Wayne moldou a imagem do Velho Oeste

Caixa com seis filmes do ator ajuda a afastar a ideia de que ele foi forjado pelo faroeste; na verdade, foi o contrário

INÁCIO ARAUJO
CRÍTICO DA FOLHA

Ao longo dos anos, John Wayne (1907-1979) fez tantos faroestes que, ao fim, parecia um personagem moldado por eles. Na verdade, hoje é mais fácil perceber, filme após filme, "western" após "western", que John Wayne, o Duke como era conhecido, é que foi moldando o Velho Oeste à sua imagem.
A caixa da Paramount funciona como demonstração dessa evidência. A edição de "Terra Bruta" só enriquece a visão que se possa ter do Oeste e de seus heróis, já que impõe, também sob a direção de John Ford (1894-1973), uma outra personalidade essencial do cinema: James Stewart (1908-1997).
Começando pela caixa: pela primeira vez, um grupo de filmes com Wayne (e há vários) é composto, prioritariamente, por filmes bons ou ótimos, casos de "O Homem que Matou o Facínora" (1962), "El Dorado" (1966), "Rio Lobo" (1970), "Bravura Indômita" (1969), "Jake Grandão" (1971) e "Caminhos Ásperos" (1953).
Todos trazem um Duke maduro, imprimindo à maior parte dos personagens uma bem-humorada desilusão. Não, certamente, ao infeliz Tom Doniphon de "O Homem que Matou o Facínora", pistoleiro cujas habilidades (e prestígio) a chegada da lei formal relega ao passado.
É verdade que o Rooster Cogburn de "Bravura Indômita" não é também um otimista, mas o personagem recebe tratamento tímido em que o que mais conta é o humor e a rudeza.
O ex-militar de "Rio Lobo" também é um homem amargurado e com contas a acertar com o traidor que vendeu segredos da União aos Confederados na Guerra de Secessão. Mas, bem à moda de Hawks, ele pode ser amigo de um ex-soldado sulista. Não pode é conviver com traição.
"El Dorado", do mesmo Hawks, também é obra essencial, o que não é em parte pela fotografia do veterano Harold Rosson, que Hawks foi tirar da aposentadoria (seu fotógrafo habitual, Russell Harlan, estava ocupado).
Em compensação, a parceria com Robert Mitchum e a ideia do filme em torno da amizade de dois "cowboys" que envelhecem -com muito humor- fazem de "El Dorado" um filme obrigatório.

ÍNDIOS E BRANCOS
Bem mais delicado que o de "El Dorado" ou de um filme menor como "Jake Grandão" é o trajeto de Hondo Lane em "Caminhos Ásperos". Hondo, claro, é John Wayne, que deve ir a território apache em busca de uma mulher branca e de seu filho.
Se a caixa (que na verdade é uma lata onde espera-se mais encontrar biscoitos) merece ser vista, apenas "Caminhos Ásperos" traz extras dignos desse nome.
No entanto, a maior virtude do filme é nos levar a "Terra Bruta" (1961), de John Ford, que não faz parte do pacote e no qual quem responde pelo papel principal é James Stewart, e não Wayne.
Se no faroeste fordiano (e em todos os outros), John Wayne representa certa rudeza do homem do Oeste, se o traço forte de Henry Fonda é o idealismo, o que caracteriza Stewart é o cinismo.

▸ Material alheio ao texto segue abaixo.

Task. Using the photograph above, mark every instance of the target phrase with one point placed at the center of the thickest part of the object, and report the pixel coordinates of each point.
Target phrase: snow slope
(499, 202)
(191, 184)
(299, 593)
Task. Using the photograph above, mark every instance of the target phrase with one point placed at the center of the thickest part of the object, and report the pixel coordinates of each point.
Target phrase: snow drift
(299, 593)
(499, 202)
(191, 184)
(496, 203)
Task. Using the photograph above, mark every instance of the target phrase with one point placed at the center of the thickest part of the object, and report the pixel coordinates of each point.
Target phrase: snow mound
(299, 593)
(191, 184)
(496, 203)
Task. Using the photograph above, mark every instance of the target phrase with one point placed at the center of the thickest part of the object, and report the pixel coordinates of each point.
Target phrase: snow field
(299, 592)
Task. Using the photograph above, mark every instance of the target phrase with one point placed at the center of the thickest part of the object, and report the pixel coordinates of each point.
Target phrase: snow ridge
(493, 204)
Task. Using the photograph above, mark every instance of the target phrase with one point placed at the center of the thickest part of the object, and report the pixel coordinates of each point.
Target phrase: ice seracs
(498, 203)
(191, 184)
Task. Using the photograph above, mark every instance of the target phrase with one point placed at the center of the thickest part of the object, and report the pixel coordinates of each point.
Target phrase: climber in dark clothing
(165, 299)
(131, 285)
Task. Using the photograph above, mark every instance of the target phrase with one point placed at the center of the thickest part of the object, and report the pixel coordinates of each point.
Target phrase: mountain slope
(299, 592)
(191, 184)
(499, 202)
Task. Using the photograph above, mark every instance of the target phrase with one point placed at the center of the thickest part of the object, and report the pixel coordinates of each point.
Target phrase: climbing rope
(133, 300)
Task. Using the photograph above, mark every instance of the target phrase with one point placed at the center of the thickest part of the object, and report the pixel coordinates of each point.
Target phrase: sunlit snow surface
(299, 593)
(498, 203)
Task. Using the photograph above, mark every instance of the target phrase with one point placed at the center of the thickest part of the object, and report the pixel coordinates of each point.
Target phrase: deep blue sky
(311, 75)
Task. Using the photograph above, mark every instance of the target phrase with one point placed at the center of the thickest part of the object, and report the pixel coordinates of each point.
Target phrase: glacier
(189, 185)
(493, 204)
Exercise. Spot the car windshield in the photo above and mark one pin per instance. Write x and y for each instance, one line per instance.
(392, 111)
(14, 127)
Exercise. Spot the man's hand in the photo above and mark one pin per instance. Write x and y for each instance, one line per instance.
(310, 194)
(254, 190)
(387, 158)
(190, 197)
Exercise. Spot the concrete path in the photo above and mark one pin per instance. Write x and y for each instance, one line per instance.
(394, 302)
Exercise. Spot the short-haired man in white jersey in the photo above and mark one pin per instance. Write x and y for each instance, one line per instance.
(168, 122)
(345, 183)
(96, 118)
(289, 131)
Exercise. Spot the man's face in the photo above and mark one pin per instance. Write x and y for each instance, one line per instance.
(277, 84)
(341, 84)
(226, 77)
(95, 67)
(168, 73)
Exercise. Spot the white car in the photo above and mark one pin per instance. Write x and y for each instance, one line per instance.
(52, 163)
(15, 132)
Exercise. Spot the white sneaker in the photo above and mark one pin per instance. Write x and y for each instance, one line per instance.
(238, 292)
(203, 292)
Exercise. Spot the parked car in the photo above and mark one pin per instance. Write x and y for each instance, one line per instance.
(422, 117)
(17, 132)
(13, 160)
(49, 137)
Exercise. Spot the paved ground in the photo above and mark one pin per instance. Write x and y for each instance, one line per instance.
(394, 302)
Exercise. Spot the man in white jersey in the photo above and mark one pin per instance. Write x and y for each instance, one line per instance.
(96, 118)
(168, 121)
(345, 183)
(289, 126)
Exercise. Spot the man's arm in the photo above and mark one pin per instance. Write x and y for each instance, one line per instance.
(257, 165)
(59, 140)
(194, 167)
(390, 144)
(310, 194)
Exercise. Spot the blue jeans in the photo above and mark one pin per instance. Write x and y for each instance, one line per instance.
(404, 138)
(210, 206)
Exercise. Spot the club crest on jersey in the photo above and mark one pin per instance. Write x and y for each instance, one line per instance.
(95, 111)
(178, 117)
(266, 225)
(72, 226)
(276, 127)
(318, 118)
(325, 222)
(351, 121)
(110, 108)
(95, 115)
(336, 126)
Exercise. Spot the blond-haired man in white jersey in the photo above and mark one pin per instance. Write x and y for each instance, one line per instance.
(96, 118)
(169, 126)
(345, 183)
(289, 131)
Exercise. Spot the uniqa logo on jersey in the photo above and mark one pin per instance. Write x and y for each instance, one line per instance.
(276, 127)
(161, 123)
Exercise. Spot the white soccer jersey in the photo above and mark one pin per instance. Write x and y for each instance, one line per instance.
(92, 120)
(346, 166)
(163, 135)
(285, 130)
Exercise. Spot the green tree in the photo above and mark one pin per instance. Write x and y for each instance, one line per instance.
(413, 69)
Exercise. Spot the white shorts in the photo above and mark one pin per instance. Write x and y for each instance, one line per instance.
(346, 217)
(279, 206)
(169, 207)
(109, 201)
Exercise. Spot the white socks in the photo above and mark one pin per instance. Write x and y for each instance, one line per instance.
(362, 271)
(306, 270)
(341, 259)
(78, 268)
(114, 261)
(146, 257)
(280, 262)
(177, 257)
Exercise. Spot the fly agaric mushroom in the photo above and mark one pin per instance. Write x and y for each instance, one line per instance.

E é difícil imaginar alguém mais cínico, argentário e elegantemente corrupto que o xerife McCabe que ele interpreta.
Este faroeste de 1961 é, sem dúvida, um dos mais ricos da obra de Ford justamente por encarar a complexidade das relações entre brancos e índios sem facilitar a vida de nenhum deles.
Ou, para falar com franqueza: neste momento, Ford está reavaliando a tomada do território indígena pelo homem branco. E o civilizado (sobretudo o ultracristão, como é hábito no seu cinema) sairá dessa aventura, afinal, mais chamuscado que os comanches.